實原さんは両親に、「舌に出来た口内炎が治らないので、年明けに佐世保の総合病院で検査を受けることになっている」と話した。

陽子線治療の選択肢は消えたのだが

年明け、佐世保の総合病院に行くと、實原さんの舌を診た医師は「これから6つの検査を受けてもらいます」とだけ話した。血液検査、胃カメラ、超音波、CT、MRI、PET検査の6つである。

保険会社に勤務していた関係で、PETが、がんを調べるためだけの検査であることを知っていた實原さんは、PET検査と聞いて「これはがんの疑いがあるのだ」と改めて認識した。

その疑いが確信に変わったのは、6つ目に受けたPET検査のときだった。

総合病院にはPET検査の設備がなく、外部の検査施設に出向いた實原さんは、PET検査を受ける前に年配の看護師から「若いのに大変ね」と言われた。

そして、PET検査が終了して受付で会計を済ませたときのことだった。

「通常、PET検査は健康診断などで行う際は、保険適用外で費用が約10万円かかります。しかし、がんの進行度や転移の有無を調べる検査なら、保険適用があり3割負担で済むことも知っていましたから。
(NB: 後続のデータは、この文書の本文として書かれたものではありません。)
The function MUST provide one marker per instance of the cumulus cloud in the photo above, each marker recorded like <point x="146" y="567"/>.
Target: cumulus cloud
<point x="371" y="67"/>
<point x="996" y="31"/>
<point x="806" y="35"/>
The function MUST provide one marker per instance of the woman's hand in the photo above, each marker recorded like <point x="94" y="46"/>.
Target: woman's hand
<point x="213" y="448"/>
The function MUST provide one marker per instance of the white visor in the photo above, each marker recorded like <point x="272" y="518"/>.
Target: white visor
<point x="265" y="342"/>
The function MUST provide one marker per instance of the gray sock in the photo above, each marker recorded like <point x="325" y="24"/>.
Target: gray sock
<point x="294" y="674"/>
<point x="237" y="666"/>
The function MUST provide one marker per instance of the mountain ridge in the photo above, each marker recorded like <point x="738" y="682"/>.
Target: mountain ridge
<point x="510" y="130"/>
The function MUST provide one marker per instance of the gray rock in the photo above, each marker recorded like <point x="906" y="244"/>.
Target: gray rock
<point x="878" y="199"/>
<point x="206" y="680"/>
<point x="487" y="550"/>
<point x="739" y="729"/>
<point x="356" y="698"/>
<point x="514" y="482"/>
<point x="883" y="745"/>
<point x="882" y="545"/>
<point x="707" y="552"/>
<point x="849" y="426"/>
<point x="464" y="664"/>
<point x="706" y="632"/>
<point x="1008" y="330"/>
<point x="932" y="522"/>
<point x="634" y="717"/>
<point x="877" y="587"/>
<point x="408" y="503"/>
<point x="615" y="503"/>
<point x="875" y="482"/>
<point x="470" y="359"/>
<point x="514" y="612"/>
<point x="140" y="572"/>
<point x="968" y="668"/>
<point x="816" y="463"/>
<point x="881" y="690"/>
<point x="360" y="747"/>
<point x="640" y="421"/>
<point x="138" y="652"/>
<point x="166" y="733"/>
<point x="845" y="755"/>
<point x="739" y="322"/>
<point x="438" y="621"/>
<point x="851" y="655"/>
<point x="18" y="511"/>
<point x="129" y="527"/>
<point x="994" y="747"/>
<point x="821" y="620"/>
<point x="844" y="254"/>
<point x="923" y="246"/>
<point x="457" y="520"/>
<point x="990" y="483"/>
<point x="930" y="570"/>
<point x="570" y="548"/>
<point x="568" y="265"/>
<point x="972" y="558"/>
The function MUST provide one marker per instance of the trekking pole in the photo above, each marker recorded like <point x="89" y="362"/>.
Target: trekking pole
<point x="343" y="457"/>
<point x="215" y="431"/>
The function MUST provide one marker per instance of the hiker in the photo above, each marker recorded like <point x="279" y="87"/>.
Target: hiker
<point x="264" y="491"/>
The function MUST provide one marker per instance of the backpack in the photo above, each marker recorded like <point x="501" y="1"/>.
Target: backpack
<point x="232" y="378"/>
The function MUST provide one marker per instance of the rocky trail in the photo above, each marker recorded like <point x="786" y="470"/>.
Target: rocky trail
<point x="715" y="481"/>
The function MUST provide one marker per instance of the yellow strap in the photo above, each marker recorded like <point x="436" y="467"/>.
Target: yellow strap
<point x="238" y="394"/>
請求書の3万円を見て『これはもう確定だな』と、その時点で思いましたね」

検査施設からの帰り道、上司に「ほぼ、舌がんで間違いありません」と連絡を入れた。

この時点で實原さんはがん治療を受けるなら、重粒子線治療か陽子線治療を考えていた。

「佐賀県鳥栖市の重粒子センターに見学に行ってきたばかりだったこともありますが、手術で舌を切除することなど怖くて想像もできなかったからです。確かに重粒子線治療や陽子線治療は費用が300万ぐらいかかりますが、自分でも加入していたことを忘れていた医療保険を思い出し、それに先進医療特約が付いていて、費用が丸々出ることも大きかったと思います」

PET検査の結果を聞くため佐世保の総合病院に出向いた實原さんに、医師は「組織を採ってみないと断定はできないが、悪性の可能性が極めて高い」と告げた。
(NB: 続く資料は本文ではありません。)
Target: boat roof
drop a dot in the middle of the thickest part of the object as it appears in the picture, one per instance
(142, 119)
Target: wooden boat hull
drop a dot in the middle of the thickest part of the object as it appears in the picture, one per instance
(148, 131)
實原さんは「治療するなら東京に行くので紹介状を書いてほしい」と頼んだ。

實原さんの勤務先が保険会社だったこともあり、提携している病院は多くある。上司が大変協力的で社員が出向している病院を調べてくれ、実家のある埼玉に近い郡山市(福島県)に舌がんの陽子線治療を受けられる病院があって、その窓口のクリニックが東京・大手町にあり予約まで取ってくれていた。

若くしてがんに罹ったことにショックを受けている両親に少しでも安心してもらおうと、PET検査画像を持って父親と一緒にクリニックを訪れた實原さんは、クリニックの医師から「首(頸部)のリンパ節に転移があります」と思いもよらないことを告げられた。

「『ええっ!』て思いましたね。確かにPET検査画像を見ると、舌は勿論のこと、首周辺も光っているんです」

医師は「リンパ節転移しているので陽子線治療の対象にはなりませんし、年齢も若いので早急に手術しないと他の部位にも転移していきます」と告げた。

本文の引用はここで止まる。